Jaime sat alone at the table while the shadows crept across the room. As dusk began to settle, he lit a candle and opened the White Book to his own page. Quill and ink he found in a drawer. Beneath the last line Ser Barristan had entered, he wrote in an awkward hand that might have done credit to a six-year-old being taught his first letters by a maester:
"Defeated in the Whispering Wood by the Young Wolf Robb Stark during the War of the Five Kings. Held captive at Riverrun and ransomed for a promise unfulfilled. Captured again by the Brave Companions, and maimed at the word of Vargo Hoat their captain, losing his sword hand to the blade of Zollo the Fat. Returned safely to King’s Landing by Brienne, the Maid of Tarth."
When he was done, more than three-quarters of his page still remained to be filled between the gold lion on the crimson shield on top and the blank white shield at the bottom. Ser Gerold Hightower had begun his history, and Ser Barristan Selmy had continued it, but the rest Jaime Lannister would need to write for himself. He could write whatever he chose, henceforth.
Whatever he chose …
George R.R. Martin, A Song of Ice and Fire: A Storm of Swords (via lnknorg)

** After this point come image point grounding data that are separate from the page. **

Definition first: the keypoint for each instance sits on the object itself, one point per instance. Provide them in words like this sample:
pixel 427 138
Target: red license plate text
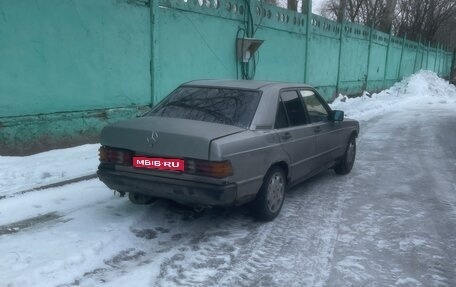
pixel 173 164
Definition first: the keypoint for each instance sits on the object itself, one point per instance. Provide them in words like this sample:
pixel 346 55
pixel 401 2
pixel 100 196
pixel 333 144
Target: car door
pixel 328 134
pixel 296 136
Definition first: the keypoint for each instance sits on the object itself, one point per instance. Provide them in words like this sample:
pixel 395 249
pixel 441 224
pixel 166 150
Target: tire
pixel 137 198
pixel 270 197
pixel 345 164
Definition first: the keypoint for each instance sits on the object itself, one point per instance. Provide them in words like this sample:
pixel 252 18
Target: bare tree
pixel 425 20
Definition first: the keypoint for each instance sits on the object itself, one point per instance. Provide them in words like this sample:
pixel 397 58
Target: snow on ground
pixel 423 88
pixel 332 231
pixel 22 173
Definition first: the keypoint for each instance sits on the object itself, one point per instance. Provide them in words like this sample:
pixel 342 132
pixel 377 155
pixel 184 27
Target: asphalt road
pixel 391 222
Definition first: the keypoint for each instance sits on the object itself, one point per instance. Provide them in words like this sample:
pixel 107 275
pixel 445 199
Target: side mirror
pixel 336 116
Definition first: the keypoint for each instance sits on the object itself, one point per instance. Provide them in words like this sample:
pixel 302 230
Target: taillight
pixel 115 156
pixel 217 169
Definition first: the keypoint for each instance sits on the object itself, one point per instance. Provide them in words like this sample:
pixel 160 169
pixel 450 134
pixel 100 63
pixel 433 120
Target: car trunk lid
pixel 167 137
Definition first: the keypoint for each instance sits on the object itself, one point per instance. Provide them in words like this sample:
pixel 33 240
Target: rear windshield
pixel 217 105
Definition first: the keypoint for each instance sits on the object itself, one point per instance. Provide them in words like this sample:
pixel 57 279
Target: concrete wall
pixel 68 67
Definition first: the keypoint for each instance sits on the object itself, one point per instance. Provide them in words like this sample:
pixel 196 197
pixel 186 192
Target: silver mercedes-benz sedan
pixel 227 142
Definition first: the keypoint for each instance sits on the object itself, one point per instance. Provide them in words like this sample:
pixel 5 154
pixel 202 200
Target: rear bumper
pixel 183 191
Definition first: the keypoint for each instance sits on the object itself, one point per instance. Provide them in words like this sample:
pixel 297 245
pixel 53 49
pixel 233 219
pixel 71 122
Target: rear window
pixel 216 105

You know what I really like about this is the matter-of-fact way Jaime writes about the latest events of his life. There is absolutely no trace of self-aggrandizing in this. These few lines paint a pretty miserable depiction of Jaime Lannister, one that he has no interest in embellishing, apparently. They’re all passive verbs. He writes of himself as someone who had absolutely no agency in what happened. He was a helpless hostage, a sad puppet in the hands of other people, “ransomed for a promised unfulfilled” (as in, even when I was freed, it wasn’t for my own merits), and he doesn’t embellish this truth or try to present his journey back to KL in a glorified light or pretend his courage or his skills as a swordsman had any role whatsoever in all of this. He could have written something like “despite having been maimed, he still fought bravely blah blah”. Or, he could have mentioned jumping in the bear pit to rescue a maiden - which is the most traditionally “knightly” act Jaime ever did, surely one you want to write in your White Book chapter? But no. When he mentions Brienne, it’s not as the damsel in distress he rescued, but as the person who “returned him safely to King’s Landing”. He deliberately chooses to write that Brienne saved his life, and not the other way around. I think this is all kinds of awesome, and speaks volumes of Jaime’s personality.

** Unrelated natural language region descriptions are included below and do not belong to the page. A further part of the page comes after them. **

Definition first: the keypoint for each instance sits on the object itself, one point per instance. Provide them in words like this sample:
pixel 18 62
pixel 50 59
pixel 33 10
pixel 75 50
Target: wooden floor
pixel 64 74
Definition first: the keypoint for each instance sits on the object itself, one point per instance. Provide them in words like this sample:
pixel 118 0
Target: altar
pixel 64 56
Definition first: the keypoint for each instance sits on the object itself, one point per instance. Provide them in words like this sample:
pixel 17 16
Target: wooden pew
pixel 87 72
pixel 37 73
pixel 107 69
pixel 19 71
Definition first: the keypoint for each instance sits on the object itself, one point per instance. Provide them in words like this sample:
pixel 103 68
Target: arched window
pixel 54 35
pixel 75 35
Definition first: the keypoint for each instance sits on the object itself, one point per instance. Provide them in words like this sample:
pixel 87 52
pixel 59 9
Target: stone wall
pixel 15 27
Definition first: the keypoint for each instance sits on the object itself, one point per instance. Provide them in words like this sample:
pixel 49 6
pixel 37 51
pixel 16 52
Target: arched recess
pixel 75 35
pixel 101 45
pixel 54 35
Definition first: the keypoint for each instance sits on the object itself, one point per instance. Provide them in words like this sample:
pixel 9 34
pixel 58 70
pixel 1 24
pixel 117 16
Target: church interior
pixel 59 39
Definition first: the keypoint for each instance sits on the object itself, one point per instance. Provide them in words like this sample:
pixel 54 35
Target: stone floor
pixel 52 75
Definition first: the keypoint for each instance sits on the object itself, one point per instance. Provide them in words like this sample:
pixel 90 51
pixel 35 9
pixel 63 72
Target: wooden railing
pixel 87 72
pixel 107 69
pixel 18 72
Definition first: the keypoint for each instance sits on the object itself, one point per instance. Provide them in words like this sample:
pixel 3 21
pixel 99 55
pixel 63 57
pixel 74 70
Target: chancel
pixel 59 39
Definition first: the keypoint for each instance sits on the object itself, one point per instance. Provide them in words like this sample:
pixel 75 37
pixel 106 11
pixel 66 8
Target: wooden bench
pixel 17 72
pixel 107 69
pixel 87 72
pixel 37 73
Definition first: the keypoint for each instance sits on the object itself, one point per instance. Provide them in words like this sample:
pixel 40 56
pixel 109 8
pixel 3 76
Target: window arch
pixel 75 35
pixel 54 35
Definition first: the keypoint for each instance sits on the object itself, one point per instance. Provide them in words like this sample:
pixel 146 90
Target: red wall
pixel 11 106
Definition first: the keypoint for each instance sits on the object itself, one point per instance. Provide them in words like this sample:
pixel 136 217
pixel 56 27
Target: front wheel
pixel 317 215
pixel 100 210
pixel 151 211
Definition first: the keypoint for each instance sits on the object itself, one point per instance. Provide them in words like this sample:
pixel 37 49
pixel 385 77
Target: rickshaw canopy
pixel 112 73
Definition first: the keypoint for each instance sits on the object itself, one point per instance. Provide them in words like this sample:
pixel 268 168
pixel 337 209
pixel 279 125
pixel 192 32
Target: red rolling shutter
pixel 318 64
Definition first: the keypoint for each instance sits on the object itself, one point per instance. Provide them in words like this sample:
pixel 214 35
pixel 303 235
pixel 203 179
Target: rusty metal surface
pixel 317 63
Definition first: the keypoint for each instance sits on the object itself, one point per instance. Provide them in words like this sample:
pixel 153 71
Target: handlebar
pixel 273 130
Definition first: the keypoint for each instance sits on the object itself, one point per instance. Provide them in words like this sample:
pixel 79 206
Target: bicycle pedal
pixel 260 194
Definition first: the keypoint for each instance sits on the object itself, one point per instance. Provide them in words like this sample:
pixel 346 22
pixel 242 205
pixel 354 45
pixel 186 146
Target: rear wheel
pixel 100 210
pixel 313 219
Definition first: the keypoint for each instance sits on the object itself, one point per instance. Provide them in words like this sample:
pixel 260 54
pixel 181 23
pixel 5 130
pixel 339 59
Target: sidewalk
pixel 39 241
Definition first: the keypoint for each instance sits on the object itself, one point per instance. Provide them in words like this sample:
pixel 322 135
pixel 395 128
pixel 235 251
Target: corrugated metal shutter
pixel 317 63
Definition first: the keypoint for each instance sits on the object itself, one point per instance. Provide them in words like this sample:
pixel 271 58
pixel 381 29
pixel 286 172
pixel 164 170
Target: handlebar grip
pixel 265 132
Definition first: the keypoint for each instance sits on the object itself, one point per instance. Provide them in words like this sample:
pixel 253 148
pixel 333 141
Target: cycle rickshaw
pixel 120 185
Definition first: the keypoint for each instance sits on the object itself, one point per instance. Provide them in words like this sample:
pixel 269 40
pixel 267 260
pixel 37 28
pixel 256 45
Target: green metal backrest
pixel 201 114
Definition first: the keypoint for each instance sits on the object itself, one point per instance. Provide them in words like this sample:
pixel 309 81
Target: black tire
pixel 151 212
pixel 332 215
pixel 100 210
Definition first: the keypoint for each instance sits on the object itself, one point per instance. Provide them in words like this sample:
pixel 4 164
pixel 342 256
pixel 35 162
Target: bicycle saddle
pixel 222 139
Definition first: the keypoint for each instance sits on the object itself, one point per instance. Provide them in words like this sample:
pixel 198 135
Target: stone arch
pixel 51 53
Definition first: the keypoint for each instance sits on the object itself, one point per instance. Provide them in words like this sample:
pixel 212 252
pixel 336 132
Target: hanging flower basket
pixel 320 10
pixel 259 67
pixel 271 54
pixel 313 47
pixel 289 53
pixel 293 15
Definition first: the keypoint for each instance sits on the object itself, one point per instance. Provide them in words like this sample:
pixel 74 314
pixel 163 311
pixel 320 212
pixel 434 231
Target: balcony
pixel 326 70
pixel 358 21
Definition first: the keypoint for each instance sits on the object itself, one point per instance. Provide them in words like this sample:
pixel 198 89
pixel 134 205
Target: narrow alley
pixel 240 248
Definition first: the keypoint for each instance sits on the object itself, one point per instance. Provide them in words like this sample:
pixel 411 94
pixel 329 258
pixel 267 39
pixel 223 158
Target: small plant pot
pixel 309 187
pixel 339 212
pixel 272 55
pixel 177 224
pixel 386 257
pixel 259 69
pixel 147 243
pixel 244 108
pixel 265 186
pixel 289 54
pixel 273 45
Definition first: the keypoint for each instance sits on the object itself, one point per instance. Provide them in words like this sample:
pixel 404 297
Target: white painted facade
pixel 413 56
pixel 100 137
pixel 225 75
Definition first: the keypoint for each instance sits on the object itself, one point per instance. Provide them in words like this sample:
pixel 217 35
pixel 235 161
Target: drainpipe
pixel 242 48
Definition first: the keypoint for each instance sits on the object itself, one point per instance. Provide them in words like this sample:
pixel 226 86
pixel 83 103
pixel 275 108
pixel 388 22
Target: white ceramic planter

oh, and the symbolism of When he was done, more than three-quarters of his page still remained to be filled between the gold lion on the crimson shield on top and the blank white shield at the bottom. From the golden lion of Lannister to the “white” knight - it’s a transition, it’s Jaime’s identity arc in a nutshell, and he isn’t halfway through it yet. And we don’t know whether he’ll get to the bottom of the page, or not.